Przekomarzała się jak mała dziewczynka, a on powiedział kierowcy, żeby ich obwiózł po mieście. W końcu kupili gazetę, wybrali film, który oboje mieli ochotę obejrzeć. Zjedli tyle prażonej kukurydzy, ile mogło im się zmieścić, a potem wybrali się do L'Etoile na lekką kolację i drinka przy barze. Czuła się rozpieszczana i psuta przez samo przebywanie w jego towarzystwie. Starała się pamiętać, jakim, według opinii Harry'ego, miał być chamem, ale jakoś nie mogła w to uwierzyć. Kiedy odwoził ją do Berkeley, była tak szczęśliwa jak nigdy dotąd w swoim życiu. Objął ją po drodze i całował tak naturalnie, jakby oboje czekali na ten moment przez całe życie. Potem przyglądał się jej, dotykając koniuszkiem palca jej warg, zastanawiając się, czy nie powinien żałować tego, co zrobił, ale w tej chwili czuł się taki młody i szczęśliwy jak przed laty.
– Tano, kochanie, nigdy dotąd nie spotkałem kogoś takiego jak ty. – Przytulił ją mocniej.
Poczuła, że ogarnia ją ciepło, czuła się z nim tak bezpiecznie, jak jeszcze nigdy przedtem. Znowu zaczął ją całować. Chciał, by została z nim na zawsze, a jednocześnie myślał, że chyba postradał zmysły. Była przyjaciółką Harry'ego… jego dziewczyną… mimo że oboje twierdzili, że jest inaczej. On czuł, że Harry ją kocha. Spojrzał jej głęboko w oczy.
– Powiedz mi prawdę, Tan. Czy jesteś zakochana w moim synu?
Wolno pokręciła przecząco głową. Kierowca limuzyny jakby zniknął. Tak naprawdę, wyszedł z samochodu na dyskretny spacer. Zaparkowali przed domem Tany.
– Nie. Nigdy nie kochałam nikogo… do tej pory…
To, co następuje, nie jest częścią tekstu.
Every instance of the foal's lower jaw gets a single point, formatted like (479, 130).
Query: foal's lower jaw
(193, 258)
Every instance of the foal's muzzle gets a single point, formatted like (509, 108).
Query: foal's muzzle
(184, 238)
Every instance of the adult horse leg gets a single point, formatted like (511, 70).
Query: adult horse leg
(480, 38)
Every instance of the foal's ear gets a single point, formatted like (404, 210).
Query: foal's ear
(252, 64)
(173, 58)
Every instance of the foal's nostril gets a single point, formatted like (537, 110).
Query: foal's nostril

Te słowa wymagały od niej dużej odwagi, ale zdecydowała się od razu powiedzieć mu prawdę. On był z nią od początku szczery.
– Cztery i pół roku temu zostałam zgwałcona. Po tym wszystko coś się we mnie zablokowało. Jakby mój zegar emocjonalny przestał chodzić i tak było do tej pory. Przez pierwsze dwa lata college'u nie umawiałam się z nikim, a potem Harry zmusił mnie do wyjścia na randki z nim i parą jego przyjaciół, kilka razy. Ale to nie miało żadnego znaczenia. Tutaj też nie umawiam się z nikim, cały mój czas zajmuje nauka.
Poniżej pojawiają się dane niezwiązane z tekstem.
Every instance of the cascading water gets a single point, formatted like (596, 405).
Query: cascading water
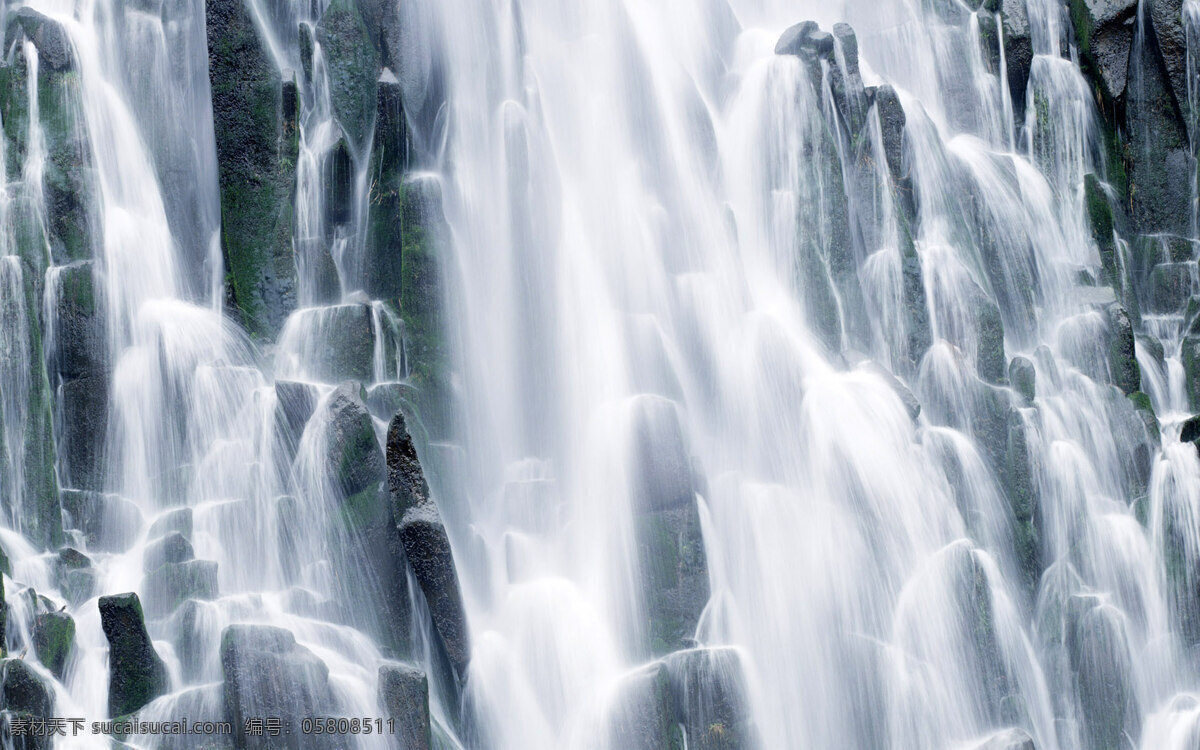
(778, 384)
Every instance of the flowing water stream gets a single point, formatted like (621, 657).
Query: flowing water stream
(679, 267)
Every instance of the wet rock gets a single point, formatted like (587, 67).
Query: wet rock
(256, 166)
(1161, 169)
(354, 455)
(53, 42)
(1099, 216)
(405, 694)
(107, 522)
(137, 675)
(1023, 377)
(1122, 359)
(892, 123)
(84, 405)
(295, 402)
(342, 342)
(53, 640)
(267, 673)
(1008, 739)
(1169, 287)
(1018, 53)
(383, 273)
(1104, 36)
(172, 583)
(709, 700)
(179, 520)
(642, 715)
(805, 39)
(24, 691)
(661, 462)
(79, 339)
(173, 547)
(1099, 658)
(353, 65)
(429, 552)
(339, 185)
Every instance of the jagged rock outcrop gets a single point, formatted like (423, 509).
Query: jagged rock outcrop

Uśmiechnęła się do niego czule. Zakochała się właśnie po uszy w ojcu swojego najlepszego przyjaciela.
– Czy Harry wie o tym?
– Że mnie zgwałcono? Kiwnął głową.
– Tak. Powiedziałam mu w końcu. Uważał, że byłam dziwna, więc musiałam mu wyjaśnić, dlaczego. Tak naprawdę, to spotkaliśmy tego człowieka na przyjęciu i sam się domyślił.
– Czy to był ktoś, kogo znałaś? – Harrison był zaszokowany.
– Syn szefa mojej matki. Właściwie kochanka i szefa w jednej osobie. To było straszne… nie – pokręciła głową – to było dużo, dużo gorsze.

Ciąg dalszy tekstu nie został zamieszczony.